I have enough trouble trying to figure out what my mood even is. Discovered a couple of days ago that I can't always distinguish reliably between anxiety and depression, which ought to feel different somehow. And how do I tell whether my mood has gotten better than "just OK" when I don't have anything better to calibrate it against? How, for that matter, do I distinguish between what I actually feel and what I think I ought to be feeling given my analysis of the situation?
This has gotten disjointed, and appears to be turning into a mere list of "this is hard" complaints. It is hard, but I should probably stop now.
no subject
Date: 2009-02-28 11:17 pm (UTC)But as they pay attention, their brains learn how to use the input from their ears.
Likewise, as you pay attention, you will learn.

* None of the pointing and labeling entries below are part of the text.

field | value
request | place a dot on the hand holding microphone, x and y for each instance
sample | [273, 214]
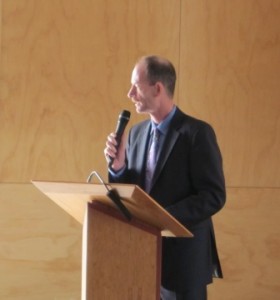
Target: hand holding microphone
[114, 151]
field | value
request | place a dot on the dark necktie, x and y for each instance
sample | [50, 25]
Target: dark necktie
[152, 159]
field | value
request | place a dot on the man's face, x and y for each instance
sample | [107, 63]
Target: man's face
[141, 92]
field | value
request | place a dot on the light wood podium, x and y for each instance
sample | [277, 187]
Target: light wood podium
[121, 258]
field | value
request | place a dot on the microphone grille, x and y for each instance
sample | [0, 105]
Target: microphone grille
[125, 114]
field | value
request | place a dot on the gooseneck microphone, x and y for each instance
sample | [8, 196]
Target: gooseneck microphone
[122, 122]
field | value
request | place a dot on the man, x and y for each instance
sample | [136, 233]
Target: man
[188, 179]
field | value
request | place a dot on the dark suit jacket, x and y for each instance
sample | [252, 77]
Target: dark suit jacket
[189, 184]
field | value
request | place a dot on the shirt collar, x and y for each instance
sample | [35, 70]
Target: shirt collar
[163, 126]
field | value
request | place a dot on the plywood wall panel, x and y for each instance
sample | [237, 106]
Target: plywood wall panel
[40, 247]
[65, 73]
[229, 76]
[248, 233]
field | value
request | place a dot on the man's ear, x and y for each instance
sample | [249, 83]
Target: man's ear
[158, 88]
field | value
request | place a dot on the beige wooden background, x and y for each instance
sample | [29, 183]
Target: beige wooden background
[64, 73]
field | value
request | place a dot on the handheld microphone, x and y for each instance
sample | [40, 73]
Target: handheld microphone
[122, 122]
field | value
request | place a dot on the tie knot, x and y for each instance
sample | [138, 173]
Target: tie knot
[156, 134]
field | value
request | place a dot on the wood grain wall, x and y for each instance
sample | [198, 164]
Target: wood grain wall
[64, 73]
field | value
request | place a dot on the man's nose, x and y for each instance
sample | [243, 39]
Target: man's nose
[130, 92]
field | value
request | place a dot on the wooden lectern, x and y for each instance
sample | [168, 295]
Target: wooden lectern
[121, 258]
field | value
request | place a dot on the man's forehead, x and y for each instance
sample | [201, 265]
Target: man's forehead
[138, 73]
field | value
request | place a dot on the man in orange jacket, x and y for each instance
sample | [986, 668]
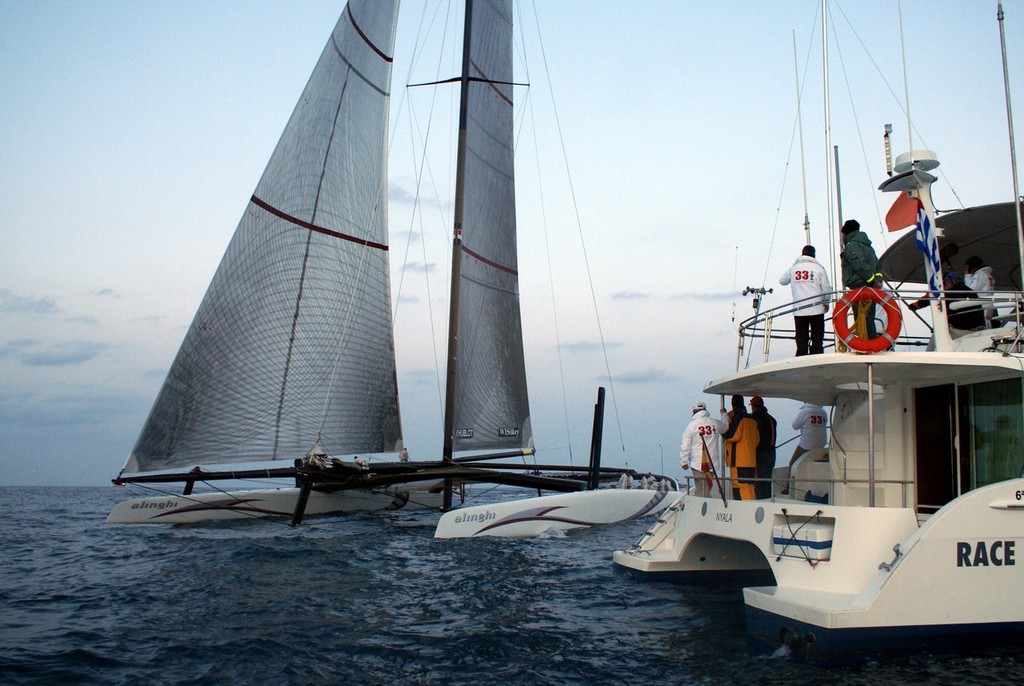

And if you're not sure what you're feeling, you can (if you want) describe it to someone and have them give you possible words. I've had the experience of someone asking what was bugging me, in the form of "are you feeling x?" and telling them "no, that's not right" but on thinking more about it, deciding that they were, at least partially, correct.
no subject
Date: 2009-03-01 01:24 am (UTC)I don't have any objective reality I can refer to. That makes it harder.
no subject
Date: 2009-03-01 06:30 am (UTC)In some people, this mirroring is weak; I'm guessing that is true for you. But you could try looking at yourself in the mirror while thinking about different things, and then compare your facial expression to the ones other people say are associated with different feelings. There may even be some book or other resource used to teach autistic kids these things that you might find helpful.
Of course, your innate facial and body language expression may not be standard, but it's nonetheless a place to start. And facial expression, posture, and the like, are at least objective, even if they are interpreted subjectively.
Like you noticing you slowed down when you thought about making a phone call--the depression was subjective (i.e. internally experienced--the chemical state of your brain is, of course, an objective reality, even though you have no way to put a sample in a test tube to determine what it was), but the slower walking was objective, and didn't take any special training or equipment to notice.
(Most people don't realize it, or perhaps don't like to think of it in cold scientific terms, but emotions are biochemical in nature.)